Hoy viniste como otras veces, entrando de golpe y sin avisar. Sería de buena educación que llamases a la puerta para variar y así no me pillarías desprevenida.
Ya nos conocemos de sobra, pero cada vez que apareces todavía duele. Aún recuerdo la primera vez que llegaste, nunca me habían hablado de ti y lo que provocaste en mi cuerpo me dio miedo. Hiciste que me doliera el pecho, la espalda, que me dieran calambres en las cervicales y hasta hormigueos en los dedos.
Durante un tiempo, te tuve verdadero pánico. ¿Qué había hecho yo para que vinieras? Vivía mucho más tranquila antes de conocerte. Las siguientes veces que apareciste no fue mucho mejor; dificultad para respirar y calmarme, un pleno ataque de ansiedad en el coche que hizo que me se me encogiesen los dedos de las manos sin yo poder evitarlo, llantos sin saber por qué…

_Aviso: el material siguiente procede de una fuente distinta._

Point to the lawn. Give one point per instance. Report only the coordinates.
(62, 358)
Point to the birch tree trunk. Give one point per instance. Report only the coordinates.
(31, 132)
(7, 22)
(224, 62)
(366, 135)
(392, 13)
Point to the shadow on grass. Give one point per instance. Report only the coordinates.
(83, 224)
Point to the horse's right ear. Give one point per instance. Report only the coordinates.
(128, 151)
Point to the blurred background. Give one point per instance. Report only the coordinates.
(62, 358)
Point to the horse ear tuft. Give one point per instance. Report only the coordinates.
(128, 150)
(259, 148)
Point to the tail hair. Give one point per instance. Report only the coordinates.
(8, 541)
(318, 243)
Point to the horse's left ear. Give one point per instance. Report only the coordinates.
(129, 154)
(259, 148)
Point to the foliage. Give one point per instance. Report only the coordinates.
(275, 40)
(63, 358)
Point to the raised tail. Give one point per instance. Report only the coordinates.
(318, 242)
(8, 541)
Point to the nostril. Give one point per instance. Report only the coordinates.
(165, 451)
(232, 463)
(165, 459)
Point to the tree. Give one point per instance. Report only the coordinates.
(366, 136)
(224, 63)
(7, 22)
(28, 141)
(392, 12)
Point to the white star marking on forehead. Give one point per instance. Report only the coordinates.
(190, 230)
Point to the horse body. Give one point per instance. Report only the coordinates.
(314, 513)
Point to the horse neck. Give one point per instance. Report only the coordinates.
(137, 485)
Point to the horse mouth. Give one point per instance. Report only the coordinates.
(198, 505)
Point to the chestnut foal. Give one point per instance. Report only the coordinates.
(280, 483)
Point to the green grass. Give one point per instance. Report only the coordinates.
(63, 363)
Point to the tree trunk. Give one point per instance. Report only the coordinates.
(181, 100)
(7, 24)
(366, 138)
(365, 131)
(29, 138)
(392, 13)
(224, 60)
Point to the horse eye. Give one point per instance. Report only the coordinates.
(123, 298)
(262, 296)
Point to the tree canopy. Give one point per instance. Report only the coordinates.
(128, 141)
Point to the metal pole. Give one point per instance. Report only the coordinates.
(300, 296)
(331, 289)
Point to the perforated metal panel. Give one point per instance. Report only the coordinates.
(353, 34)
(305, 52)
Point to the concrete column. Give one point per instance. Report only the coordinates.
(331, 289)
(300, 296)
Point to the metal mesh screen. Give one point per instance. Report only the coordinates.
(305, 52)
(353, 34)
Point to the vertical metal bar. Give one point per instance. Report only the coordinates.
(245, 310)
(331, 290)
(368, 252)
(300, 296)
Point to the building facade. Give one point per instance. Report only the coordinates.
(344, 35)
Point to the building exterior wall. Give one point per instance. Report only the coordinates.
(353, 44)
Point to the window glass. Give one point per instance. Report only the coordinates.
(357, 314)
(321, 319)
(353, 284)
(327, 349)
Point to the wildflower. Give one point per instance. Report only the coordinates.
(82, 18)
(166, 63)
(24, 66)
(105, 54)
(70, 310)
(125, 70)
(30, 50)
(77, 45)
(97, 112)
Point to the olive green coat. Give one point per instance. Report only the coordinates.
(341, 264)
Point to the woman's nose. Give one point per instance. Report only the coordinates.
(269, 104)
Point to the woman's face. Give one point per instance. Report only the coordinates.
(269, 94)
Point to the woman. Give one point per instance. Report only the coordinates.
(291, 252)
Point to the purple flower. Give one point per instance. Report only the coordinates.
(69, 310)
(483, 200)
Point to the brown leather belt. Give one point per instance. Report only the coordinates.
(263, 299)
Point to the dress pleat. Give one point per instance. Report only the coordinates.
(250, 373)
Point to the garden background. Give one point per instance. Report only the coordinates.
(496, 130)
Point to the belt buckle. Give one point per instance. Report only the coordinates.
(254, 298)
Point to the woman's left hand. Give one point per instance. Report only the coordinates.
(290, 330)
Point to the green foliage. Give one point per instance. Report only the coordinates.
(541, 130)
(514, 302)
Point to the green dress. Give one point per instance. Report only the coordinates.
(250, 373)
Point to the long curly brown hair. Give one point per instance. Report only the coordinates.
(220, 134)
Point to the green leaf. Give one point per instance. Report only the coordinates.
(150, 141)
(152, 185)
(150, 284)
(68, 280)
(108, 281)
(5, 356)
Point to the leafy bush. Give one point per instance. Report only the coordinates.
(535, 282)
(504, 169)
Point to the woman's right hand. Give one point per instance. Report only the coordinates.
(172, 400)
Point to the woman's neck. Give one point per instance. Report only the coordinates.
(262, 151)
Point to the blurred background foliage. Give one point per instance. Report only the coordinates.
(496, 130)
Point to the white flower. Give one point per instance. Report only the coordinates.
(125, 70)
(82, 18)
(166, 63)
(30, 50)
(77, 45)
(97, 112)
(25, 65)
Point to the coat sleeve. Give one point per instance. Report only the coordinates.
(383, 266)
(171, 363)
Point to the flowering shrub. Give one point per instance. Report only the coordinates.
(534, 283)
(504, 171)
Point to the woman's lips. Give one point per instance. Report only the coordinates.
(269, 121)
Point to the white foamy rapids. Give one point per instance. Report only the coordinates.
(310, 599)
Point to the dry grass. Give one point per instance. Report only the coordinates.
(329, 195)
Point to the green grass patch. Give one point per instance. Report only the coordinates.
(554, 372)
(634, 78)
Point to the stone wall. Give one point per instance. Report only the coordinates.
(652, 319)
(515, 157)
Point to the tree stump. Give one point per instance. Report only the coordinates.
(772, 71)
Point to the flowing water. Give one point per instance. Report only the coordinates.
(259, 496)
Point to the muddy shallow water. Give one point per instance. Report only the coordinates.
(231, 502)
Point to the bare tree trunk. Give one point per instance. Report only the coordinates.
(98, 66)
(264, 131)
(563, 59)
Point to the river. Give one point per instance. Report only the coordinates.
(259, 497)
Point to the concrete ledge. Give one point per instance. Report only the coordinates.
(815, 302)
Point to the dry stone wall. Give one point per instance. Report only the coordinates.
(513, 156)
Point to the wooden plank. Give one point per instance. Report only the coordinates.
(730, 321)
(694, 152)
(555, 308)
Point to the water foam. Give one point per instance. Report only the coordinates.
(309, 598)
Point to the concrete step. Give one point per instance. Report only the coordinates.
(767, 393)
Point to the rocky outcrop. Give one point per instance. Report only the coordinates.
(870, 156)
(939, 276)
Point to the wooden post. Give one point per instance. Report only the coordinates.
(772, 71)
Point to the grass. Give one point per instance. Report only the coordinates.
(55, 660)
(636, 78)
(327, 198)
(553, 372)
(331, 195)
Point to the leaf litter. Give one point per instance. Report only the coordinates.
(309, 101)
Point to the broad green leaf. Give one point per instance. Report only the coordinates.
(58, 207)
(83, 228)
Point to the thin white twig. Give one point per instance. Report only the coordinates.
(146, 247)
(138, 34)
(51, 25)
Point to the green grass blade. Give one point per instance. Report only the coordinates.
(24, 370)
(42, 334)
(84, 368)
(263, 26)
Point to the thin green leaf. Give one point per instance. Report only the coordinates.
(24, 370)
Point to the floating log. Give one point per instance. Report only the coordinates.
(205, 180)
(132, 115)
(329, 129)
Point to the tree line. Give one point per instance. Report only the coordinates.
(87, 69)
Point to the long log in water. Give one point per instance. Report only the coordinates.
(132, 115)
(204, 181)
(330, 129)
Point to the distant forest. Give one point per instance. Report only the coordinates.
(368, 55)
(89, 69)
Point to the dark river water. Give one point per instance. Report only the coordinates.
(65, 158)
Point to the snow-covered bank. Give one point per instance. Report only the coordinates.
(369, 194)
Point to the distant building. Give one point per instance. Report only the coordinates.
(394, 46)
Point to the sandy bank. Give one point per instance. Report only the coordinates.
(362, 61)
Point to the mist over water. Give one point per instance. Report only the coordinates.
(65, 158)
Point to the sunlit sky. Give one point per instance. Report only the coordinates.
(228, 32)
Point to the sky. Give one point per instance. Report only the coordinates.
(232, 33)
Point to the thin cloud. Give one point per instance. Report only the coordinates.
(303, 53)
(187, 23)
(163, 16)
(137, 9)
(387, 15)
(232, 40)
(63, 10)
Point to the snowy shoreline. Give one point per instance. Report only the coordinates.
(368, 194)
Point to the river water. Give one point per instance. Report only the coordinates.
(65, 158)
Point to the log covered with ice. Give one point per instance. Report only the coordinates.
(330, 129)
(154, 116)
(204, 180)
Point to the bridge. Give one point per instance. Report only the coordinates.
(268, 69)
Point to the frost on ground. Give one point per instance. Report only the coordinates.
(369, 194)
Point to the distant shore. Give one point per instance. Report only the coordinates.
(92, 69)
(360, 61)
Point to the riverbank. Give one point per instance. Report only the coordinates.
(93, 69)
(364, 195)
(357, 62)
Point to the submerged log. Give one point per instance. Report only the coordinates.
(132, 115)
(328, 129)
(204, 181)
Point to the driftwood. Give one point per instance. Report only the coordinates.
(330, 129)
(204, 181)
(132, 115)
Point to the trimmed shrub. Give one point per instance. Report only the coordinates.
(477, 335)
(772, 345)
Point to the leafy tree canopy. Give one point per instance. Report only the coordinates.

Aún era inexperta y no me pusiste fácil, precisé de ayuda farmacológica para hacerte frente. Sin embargo, gracias a ti aprendí a conocer mejor mi cuerpo y sus límites. Hubo un día en el que ya dejé de tenerte miedo porque supe enfrentarme a ti sin ayuda.
Hoy, vieja amiga, te abrazo. Ahora sé que tus visitas son pasajeras, que si cierro los ojos y respiro, no tardarás en irte. Que tu visita no trae contigo oscuridad, sino un aviso para que baje revoluciones.
Desgraciadamente somos muchas las personas que te conocemos y todavía hay algunas que te tienen pánico. No saben que poco a poco podrán convivir contigo como aprendí a hacerlo yo.
Nunca dejéis de pedir ayuda, somos muchas.